HIPAA requirements for digital consent

The HHS highlighted the vague nature of HIPAA's provision for electronic signatures: "However, currently, no standards exist under HIPAA for electronic signatures. In the absence of specific standards, covered entities must ensure any electronic signature used will result in a legally binding contract under applicable State or other law." 

  1. Compliance with legal requirements: The document being signed electronically must adhere to federal laws beyond HIPAA, such as the ESIGN Act, and clearly outline the agreement between the parties. The signatory must receive a copy of the signed agreement either in printed or digital form (such as via HIPAA compliant email).
  2. Authorization of users: The identity of individuals signing the agreement must be validated to prevent unauthorized signatories.
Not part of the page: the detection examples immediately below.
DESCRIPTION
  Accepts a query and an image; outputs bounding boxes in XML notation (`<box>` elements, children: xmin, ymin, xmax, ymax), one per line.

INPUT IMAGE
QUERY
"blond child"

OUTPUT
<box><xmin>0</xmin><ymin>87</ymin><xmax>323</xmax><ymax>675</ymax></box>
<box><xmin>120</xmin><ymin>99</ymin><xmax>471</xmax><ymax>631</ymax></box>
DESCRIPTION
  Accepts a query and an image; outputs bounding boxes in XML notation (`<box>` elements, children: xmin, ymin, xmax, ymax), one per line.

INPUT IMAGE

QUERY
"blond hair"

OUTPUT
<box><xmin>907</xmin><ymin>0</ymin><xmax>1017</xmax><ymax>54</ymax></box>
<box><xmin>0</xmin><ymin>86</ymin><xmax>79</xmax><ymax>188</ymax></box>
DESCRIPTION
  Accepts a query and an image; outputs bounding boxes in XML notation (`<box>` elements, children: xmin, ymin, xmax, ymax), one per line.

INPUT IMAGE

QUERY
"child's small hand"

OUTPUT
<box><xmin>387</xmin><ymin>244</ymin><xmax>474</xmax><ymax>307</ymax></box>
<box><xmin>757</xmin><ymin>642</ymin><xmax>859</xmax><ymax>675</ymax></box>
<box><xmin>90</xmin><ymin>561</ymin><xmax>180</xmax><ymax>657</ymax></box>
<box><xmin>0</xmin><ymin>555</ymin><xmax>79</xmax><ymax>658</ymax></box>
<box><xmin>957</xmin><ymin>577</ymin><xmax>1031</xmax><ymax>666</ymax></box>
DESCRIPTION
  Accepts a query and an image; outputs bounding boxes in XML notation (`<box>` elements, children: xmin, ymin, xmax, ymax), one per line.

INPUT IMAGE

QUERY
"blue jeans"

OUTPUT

Two-step authentication, identifying questions, and voice verification by phone can help ensure user authorization.
  3. Integrity of e-signatures: Covered entities must establish safeguards to prevent digital tampering and ensure the integrity of electronic signatures. Similar to how the HIPAA Security Rule protects Protected Health Information (PHI), measures should be in place to secure e-signatures.
  4. Maintain documents relating to ensign transactions: An accurate audit trail for e-signatures, including time stamping, is necessary to prevent any party from denying their signature. This audit trail makes the e-signature legally enforceable and prevents arguments about authorization later on. The audit trail should include dates, times, locations, and the chain of custody.
  5. Control and ownership of documents: The covered entity must retain control and ownership of the evidence for e-signatures. The only other entity that should have copies of the signed agreement is the signatory (business associate). E-signature service providers should ensure that signed documents are securely stored and that any copies on their servers are digitally wiped.